Welcome to my world!

My life's been crazy since my Daddy moved in with me immediately after my mother's death in October 2010. My one and only kiddo headed to college at Carolina at the end of August. So...I lived on my own, for the first time in my life, for a total of a blissful six weeks. Then, I started the parenting gig with my dad. He's a combination of a grouchy old man, a surly teenager and a temperamental toddler. Needless to say, I get very close to the brink of insanity sometimes. I get through life by finding the humor in difficult circumstances. And for some reason, I wind up in the weirdest situations. I couldn't make this stuff up. So I wind up having lots and lots crazy adventures which make great stories to share with my friends. Writing about my life is so therapeutic. My ramblings range from funny to sad to angry (full of cuss words) to sweet. While my focus is dealing with the trials and tribulations of being a parent to my Daddy, I have lots of random, totally unrelated posts. Whatever's on my mind. I love to make people laugh, and I'm happy to think my readers will get my strange sense of humor. And maybe, people who are in my situation will be encouraged. That's all I can hope for...

Thursday, February 17, 2011

My Chakra

My chakra is clean! Cleaner than it was, at least. Last night was my Energy Healing session with my good friend, Mary Celeste. You can read about it on her website. I have her link in my favorite sites list.

Now, I should tell you that I'm a skeptic about this kind of thing. It reminds me of the hypnosis attempt at the Mid-South Fair. I was a teenager and the hypnotist invited the audience to come to the front and be hypnotized. My aunt grabbed my hand and we ran to the rope. There were about 30 of us in a circle, holding onto a rope. After some mumbo jumbo, we were told we wouldn't be able to let go of it. He clapped his hands, and I let go. One or two other people did, too. But all the rest couldn't. The non-believers were shooed away. I felt so inferior. No really, I felt special. And relieved when I saw people wandering through the audience selling imaginary hot dogs, crowing like a rooster and doing other strange and embarrassing things.

I love the expression "drink the Kool Aid." I remember the mass suicide Jim Jones orchestrated in Guyana in 1978. 900 of his followers drank cyanide-laced grape Kool Aid.
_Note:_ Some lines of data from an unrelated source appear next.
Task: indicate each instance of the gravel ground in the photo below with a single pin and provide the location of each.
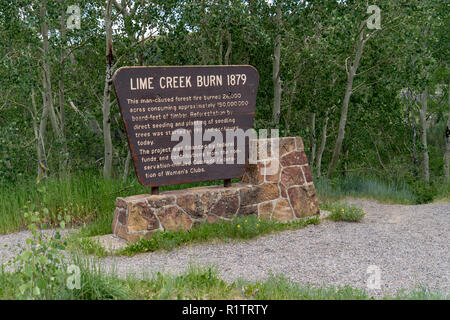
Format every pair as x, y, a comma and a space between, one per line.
409, 244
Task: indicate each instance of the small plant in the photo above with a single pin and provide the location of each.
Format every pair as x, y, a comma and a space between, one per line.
239, 228
344, 212
86, 246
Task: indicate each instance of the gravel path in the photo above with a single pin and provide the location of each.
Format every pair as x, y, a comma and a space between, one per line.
409, 244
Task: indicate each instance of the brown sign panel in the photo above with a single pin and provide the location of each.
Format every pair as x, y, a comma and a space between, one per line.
156, 101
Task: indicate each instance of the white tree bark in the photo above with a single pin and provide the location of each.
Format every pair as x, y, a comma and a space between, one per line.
322, 146
107, 168
312, 139
348, 92
447, 142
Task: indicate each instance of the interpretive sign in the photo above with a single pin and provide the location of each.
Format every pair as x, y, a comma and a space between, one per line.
184, 124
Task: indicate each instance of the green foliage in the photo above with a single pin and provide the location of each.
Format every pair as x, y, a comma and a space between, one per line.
344, 212
87, 198
278, 287
424, 191
87, 246
195, 283
364, 187
239, 228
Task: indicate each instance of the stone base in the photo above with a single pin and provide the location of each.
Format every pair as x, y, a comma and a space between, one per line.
285, 194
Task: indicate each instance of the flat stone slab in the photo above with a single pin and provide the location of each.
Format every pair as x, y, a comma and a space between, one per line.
110, 242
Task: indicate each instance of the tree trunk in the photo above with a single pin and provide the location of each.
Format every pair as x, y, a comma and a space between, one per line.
126, 167
40, 149
423, 122
221, 47
107, 168
312, 139
47, 83
413, 130
322, 145
447, 142
276, 71
348, 92
62, 116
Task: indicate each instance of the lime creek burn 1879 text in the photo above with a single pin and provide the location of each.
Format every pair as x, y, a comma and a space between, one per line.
180, 82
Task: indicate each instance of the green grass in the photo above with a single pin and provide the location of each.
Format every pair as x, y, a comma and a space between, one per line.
240, 228
363, 187
87, 198
197, 283
341, 211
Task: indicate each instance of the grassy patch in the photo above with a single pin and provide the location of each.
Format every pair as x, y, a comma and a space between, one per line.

Actually, it was Flavor Aid, but that's neither here nor there.

Lately, I've been saying I refuse to drink the Apple Kool Aid. As in Apple computers, phones, iPods, etc. I just don't like that they're such a monopoly and they don't play nice with other devices. The whole iTunes/MP3 thing bugs me. Plus, they're so expensive. When I have to use a client's Mac computer, it makes me crazy.

Back to my chakra. I really was amazed that Mary Celeste could sense specific aches and pains in my body. I told her about the biggest problem I'm dealing with right now. That's the anger and resentment I feel toward my older sister - I blogged about it in my Fear and Loathing post, if you're interested. She told me to think of her as an animal, and I chose a snake. She told me to talk about what I'd do with a snake I encountered, but she told me I couldn't chop its head off with a garden hoe. Damn. All I could think to do was to run away - not the best solution. So she told me to imagine the snake being turned into a rock. I like that. She asked me what I'd do with the rock. I threw it into the Mighty Mississip. She said the rock was with others of its ilk. That felt good.

Hey, I just thought of something. I'm going to see the eagles at Reelfoot today. Don't eagles eat snakes? That's a nice thought.



Ok, The D is up and dressed an hour ahead of his normal wake-up time. I need to get ready, too. I told The D we'd go early and stop for breakfast on the way. I'm excited.

I'm sure I'll have lots to tell tonight!